Bereits vor einem Jahr begründete Vilimsky im STANDARD-Interview, worum es ihm im Match mit Karas geht: Der ÖVP-Mann würde "in absolutem Widerspruch zu seiner Partei agieren". Er erwarte, dass ÖVP-Chef Kanzler Sebastian Kurz einen anderen Spitzenkandidaten bringen werde. Und Vilimsky kündigte an, dass er alle drei Rechtsfraktionen zu einer großen Gruppe im EU-Parlament vereinen will – gerne auch Viktor Orbáns Fidesz, wenn die Christdemokraten sie ausschlössen. Sein Ziel: Macht um jeden Preis, die EU zurückstutzen. Karas, der in ÖVP-Kreisen als "Paradeeuropäer" in der Tradition des legendären Außenministers, "Mr. Europa" Alois Mock, gesehen wird, sollte präventiv beschädigt werden. Das ist misslungen.

Handelseins mit Kurz

Denn Kurz und Karas wurden um Weihnachten handelseins. Sie brauchen einander. Ihr Deal: Kurz knabbert an der FPÖ-Wählerschaft. Der sich als Supereuropäer gerierende Karas wirkt weit in liberale und grüne Wählerschichten hinein. Er bringt zusätzlich ein paar Prozentpunkte.

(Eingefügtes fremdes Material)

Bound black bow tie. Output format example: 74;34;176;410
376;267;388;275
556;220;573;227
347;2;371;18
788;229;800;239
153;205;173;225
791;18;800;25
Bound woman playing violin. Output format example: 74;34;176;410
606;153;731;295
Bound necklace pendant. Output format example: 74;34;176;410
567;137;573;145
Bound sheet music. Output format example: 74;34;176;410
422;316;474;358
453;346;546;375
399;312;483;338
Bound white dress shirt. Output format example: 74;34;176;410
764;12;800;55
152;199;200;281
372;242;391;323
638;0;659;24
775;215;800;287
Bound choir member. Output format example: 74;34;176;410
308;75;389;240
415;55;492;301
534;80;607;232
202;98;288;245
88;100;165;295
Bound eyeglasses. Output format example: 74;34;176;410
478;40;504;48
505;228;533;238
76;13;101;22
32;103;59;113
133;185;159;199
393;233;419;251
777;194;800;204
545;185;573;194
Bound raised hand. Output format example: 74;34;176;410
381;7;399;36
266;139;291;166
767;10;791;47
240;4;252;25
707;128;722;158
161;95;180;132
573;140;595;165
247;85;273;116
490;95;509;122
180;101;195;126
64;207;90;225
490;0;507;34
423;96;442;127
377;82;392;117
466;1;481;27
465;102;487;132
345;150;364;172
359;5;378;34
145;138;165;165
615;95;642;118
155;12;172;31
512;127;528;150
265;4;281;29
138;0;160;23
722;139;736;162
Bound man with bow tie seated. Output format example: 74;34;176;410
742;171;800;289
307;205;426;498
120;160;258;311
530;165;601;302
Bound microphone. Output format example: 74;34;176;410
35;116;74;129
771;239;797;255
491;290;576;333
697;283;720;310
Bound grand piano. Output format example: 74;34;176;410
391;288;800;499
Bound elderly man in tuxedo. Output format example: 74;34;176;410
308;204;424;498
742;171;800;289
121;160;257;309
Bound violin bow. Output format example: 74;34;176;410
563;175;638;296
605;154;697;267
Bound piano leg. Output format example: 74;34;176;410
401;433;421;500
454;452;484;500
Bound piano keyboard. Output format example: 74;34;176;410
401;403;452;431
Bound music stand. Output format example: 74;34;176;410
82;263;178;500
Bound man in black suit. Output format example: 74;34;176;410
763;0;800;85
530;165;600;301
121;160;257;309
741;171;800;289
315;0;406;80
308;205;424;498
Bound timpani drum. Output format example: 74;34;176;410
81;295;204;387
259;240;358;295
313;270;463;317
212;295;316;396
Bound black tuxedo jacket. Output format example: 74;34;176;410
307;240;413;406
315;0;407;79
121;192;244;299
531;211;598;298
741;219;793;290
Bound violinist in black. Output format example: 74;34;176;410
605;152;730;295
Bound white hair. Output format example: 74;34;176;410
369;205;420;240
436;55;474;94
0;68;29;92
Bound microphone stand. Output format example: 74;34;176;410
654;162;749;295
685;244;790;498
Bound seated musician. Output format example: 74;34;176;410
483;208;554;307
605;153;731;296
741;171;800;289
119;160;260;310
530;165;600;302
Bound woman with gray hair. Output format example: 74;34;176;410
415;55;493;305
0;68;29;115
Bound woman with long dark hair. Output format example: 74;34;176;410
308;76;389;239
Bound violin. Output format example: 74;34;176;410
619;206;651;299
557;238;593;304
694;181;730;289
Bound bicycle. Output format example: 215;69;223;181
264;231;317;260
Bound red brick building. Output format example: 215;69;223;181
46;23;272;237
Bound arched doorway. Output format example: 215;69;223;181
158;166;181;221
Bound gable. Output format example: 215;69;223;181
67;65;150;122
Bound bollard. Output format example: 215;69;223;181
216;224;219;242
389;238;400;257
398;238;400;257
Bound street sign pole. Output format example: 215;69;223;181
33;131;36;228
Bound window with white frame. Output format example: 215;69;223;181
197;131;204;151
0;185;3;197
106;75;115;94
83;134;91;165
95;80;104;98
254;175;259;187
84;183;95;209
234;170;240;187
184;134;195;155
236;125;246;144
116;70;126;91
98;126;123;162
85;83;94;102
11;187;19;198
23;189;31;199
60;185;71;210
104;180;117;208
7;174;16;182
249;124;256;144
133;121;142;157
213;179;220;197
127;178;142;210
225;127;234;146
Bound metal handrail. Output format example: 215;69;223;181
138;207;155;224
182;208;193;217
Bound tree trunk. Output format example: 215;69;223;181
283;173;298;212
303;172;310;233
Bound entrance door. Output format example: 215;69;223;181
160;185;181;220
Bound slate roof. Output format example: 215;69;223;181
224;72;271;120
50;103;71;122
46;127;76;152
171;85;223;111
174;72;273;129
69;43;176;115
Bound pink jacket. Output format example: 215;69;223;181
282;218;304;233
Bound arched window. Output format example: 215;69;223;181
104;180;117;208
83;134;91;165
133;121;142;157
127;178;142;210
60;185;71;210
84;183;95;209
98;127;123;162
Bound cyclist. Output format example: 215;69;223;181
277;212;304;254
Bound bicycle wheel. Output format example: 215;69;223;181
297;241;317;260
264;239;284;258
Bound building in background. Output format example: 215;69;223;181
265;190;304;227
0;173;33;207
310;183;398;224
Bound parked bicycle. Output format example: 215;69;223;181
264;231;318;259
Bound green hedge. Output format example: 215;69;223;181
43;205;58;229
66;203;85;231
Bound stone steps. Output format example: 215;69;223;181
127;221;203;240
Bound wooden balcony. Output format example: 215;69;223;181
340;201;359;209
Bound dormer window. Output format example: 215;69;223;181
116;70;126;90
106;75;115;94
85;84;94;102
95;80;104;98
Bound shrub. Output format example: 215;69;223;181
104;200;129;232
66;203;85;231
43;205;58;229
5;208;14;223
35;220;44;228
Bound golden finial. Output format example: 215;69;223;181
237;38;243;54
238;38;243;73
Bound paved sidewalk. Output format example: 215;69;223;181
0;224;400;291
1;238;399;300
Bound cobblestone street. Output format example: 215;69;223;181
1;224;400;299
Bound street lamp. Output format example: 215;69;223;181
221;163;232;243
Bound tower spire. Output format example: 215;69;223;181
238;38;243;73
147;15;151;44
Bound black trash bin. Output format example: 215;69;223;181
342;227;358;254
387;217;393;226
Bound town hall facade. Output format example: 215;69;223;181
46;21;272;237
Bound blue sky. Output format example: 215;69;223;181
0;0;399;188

Innenstaatssekretärin Karoline Edtstadler, die für einen rechteren Kurs steht als der liberale Niederösterreicher, sekundiert als Nummer zwei.

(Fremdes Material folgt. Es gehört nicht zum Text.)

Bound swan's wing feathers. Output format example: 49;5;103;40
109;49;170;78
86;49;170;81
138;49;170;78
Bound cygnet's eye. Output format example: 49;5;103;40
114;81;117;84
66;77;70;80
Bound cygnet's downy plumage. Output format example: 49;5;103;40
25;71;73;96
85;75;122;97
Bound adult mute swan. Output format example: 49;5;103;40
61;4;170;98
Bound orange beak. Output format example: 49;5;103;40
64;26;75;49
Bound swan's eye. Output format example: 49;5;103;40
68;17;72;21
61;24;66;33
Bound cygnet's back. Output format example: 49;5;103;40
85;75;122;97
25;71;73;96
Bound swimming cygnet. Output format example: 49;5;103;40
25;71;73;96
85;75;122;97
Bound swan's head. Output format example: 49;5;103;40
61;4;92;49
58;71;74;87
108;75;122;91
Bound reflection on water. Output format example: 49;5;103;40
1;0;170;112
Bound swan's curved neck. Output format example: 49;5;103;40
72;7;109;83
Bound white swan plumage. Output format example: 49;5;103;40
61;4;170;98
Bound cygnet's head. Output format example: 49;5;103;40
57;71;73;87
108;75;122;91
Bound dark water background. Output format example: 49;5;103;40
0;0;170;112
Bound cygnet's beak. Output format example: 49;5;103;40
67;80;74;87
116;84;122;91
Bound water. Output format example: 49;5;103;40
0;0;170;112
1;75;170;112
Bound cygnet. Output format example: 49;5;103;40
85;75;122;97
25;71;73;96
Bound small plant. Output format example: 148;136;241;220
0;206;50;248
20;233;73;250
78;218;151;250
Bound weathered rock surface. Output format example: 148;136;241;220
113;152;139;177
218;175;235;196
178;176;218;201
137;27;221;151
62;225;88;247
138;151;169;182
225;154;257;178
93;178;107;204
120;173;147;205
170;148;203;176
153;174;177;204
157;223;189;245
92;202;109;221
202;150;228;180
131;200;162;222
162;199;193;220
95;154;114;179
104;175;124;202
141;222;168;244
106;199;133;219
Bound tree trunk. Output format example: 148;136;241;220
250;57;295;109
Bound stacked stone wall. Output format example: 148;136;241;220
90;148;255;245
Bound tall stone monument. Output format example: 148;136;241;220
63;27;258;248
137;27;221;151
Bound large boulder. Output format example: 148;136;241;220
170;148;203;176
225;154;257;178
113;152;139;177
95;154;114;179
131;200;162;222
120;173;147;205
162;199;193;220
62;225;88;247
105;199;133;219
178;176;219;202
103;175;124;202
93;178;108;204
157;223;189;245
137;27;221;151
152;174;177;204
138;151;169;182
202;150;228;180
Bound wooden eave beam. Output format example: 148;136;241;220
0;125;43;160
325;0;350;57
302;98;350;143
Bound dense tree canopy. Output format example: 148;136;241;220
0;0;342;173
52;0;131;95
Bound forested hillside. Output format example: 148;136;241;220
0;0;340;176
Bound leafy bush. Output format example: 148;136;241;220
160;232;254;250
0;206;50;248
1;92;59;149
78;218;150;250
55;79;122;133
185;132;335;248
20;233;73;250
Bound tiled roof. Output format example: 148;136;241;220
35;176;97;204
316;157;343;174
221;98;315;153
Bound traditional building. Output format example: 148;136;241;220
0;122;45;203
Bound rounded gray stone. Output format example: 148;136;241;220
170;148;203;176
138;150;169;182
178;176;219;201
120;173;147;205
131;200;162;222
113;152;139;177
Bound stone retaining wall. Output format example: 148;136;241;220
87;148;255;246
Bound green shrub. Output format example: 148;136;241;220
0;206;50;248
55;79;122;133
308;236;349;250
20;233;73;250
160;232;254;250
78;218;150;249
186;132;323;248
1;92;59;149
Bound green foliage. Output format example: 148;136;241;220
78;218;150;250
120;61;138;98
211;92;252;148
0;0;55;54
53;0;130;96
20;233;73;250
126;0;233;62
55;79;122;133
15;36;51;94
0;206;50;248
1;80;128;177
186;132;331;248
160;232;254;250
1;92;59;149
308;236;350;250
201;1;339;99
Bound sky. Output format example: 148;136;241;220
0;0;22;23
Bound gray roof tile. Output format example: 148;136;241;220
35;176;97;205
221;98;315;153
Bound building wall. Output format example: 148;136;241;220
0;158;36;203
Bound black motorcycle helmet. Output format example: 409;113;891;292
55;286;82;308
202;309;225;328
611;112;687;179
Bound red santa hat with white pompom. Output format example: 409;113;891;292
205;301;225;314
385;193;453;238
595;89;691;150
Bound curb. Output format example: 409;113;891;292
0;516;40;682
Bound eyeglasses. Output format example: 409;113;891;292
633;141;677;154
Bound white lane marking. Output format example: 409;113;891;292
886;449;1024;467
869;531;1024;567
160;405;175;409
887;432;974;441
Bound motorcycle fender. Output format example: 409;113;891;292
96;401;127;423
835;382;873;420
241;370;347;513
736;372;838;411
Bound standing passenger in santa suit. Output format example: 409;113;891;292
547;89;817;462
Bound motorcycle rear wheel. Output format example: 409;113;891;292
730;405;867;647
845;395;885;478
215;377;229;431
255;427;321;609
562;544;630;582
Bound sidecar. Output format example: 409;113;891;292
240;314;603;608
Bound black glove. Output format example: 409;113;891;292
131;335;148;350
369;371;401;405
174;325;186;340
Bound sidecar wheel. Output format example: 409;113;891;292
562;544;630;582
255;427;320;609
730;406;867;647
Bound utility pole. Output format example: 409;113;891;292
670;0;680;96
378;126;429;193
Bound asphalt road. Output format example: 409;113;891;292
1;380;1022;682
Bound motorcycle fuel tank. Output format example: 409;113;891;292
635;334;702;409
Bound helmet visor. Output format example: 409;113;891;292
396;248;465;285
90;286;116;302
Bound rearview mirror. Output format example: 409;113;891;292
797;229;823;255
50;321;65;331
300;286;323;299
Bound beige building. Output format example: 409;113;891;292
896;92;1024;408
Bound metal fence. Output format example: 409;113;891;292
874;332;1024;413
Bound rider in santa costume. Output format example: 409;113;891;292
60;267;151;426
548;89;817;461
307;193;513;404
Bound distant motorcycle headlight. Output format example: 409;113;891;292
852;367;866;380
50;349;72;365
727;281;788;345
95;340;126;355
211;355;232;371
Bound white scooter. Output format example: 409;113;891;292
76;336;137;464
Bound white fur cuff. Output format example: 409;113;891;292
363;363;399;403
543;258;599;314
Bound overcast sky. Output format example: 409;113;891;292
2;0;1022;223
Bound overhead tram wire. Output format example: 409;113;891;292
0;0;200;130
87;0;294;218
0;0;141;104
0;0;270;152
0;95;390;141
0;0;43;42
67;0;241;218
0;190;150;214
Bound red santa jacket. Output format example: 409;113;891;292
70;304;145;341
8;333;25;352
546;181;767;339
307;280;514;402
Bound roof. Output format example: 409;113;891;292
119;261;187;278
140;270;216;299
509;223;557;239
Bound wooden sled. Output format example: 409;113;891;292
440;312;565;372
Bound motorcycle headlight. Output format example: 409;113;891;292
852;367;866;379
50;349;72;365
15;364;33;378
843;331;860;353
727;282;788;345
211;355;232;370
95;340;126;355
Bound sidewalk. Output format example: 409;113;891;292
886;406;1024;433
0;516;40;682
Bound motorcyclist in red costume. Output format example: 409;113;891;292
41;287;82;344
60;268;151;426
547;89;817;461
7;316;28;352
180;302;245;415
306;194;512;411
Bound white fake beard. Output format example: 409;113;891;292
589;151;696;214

Das alles macht den EU-Wahlkampf innerhalb der türkis-blauen Regierung zu einem koalitionären Stimmungstest. Vilimsky warf Karas Anfang Jänner "den Fehdehandschuh ins Gesicht". Den will Karas nicht aufnehmen. Er sieht die Aufgabe des Politikers nicht darin, sich "als Einpeitscher gegen andere" zu betätigen, "immer nur gegen etwas zu sein, Feindbilder zu erzeugen, den Menschen Angst zu machen, ständig Schuldige zu suchen", wie er sagt: "Mit dieser Art der Politik kann ich nichts anfangen." Aber den Populismus müsse man bekämpfen, auch wenn das manche in der ÖVP irritiere. Karas ist dabei ganz auf der Linie der christdemokratischen Fraktion (EVP). Es gibt einen Präsidiumsbeschluss, der EVP-Abgeordneten jede Zusammenarbeit mit der ENF-Fraktion untersagt.

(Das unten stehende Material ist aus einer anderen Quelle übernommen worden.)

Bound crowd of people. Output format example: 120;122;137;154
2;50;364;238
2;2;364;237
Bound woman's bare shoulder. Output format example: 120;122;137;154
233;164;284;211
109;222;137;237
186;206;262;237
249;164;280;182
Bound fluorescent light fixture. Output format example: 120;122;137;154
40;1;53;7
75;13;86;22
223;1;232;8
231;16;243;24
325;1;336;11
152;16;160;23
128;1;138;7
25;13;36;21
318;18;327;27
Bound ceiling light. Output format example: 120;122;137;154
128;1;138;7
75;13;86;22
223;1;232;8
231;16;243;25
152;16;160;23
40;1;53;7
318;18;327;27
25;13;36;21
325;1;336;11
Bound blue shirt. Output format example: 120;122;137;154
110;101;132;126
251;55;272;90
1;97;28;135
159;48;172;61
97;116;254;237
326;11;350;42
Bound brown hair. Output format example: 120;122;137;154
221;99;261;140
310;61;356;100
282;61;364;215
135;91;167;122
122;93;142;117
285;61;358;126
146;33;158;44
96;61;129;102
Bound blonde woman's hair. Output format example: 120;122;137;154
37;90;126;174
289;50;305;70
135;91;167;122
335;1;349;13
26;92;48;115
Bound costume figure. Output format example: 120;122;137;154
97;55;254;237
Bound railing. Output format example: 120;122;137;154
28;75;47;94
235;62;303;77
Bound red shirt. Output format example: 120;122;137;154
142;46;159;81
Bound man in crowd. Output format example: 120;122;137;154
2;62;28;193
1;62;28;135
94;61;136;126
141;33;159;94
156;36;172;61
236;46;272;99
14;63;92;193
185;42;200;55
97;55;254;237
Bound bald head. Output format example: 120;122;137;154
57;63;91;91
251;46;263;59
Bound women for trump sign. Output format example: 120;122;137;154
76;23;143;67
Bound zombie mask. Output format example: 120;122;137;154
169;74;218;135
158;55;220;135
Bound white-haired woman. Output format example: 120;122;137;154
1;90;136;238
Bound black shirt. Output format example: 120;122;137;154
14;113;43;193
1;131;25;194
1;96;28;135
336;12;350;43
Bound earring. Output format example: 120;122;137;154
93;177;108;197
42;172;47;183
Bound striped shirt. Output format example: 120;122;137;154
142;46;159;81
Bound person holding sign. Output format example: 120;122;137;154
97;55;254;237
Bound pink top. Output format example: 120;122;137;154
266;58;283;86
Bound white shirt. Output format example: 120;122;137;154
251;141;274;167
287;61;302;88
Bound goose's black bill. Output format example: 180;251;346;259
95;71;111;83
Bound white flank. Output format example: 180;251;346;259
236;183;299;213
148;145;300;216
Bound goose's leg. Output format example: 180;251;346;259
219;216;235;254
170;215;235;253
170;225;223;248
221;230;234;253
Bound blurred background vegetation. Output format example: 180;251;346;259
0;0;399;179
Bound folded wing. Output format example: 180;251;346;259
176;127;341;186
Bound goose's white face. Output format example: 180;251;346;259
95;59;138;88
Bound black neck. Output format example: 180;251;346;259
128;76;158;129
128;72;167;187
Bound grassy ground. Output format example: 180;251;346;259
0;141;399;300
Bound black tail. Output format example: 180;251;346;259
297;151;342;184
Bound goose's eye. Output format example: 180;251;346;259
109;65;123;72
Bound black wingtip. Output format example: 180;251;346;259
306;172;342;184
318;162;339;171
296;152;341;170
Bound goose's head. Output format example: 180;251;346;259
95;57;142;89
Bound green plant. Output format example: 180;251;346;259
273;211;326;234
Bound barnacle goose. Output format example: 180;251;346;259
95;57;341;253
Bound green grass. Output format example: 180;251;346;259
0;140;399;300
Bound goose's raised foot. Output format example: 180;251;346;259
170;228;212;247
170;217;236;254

Harmoniebedürftig, streitbar in der Sache

Deshalb hat auch Fraktionschef und EVP-Spitzenkandidat Manfred Weber, der nächster EU-Kommissionspräsident werden will, die EU-Skeptiker der ENF mit der FPÖ zu Hauptgegnern erklärt. Karas, der (wie Kurz) ein enges Verhältnis zu dem aus Bayern stammenden Weber pflegt, passt das gut. Die EU, das gemeinsame Europa inklusive Euro und offene Grenzen, gemeinschaftliche Lösungen bei den großen Problemen wie Migration oder bei der Bekämpfung der Steuerflucht, das alles sei für ihn nicht nur ein Herzensanliegen, beteuert er. Er sei "zutiefst davon überzeugt", dass der EU-Beitritt und die weitere Integration für Österreich und "für die Bürger vorteilhaft" seien.

Dafür wolle er weiterhin mit aller Kraft arbeiten, sagt Karas, Bündnisse schmieden – auch gegen Attacken des Koalitionspartners gegen die EU-Politik. Lieber wäre ihm ein positiver Zugang: "Ich bin sehr harmoniebedürftig, streitbar in der Sache, aber kompromissorientiert."

Ein Marathonpolitiker

Das klingt aus Karas' Mund alles immer ein wenig pathetisch. Er hat die Tendenz, getragen und ausschweifend zu reden, seine EU-Position mit einer gewissen Verbissenheit vorzutragen, was auch Parteifreunde in Sitzungen nervt.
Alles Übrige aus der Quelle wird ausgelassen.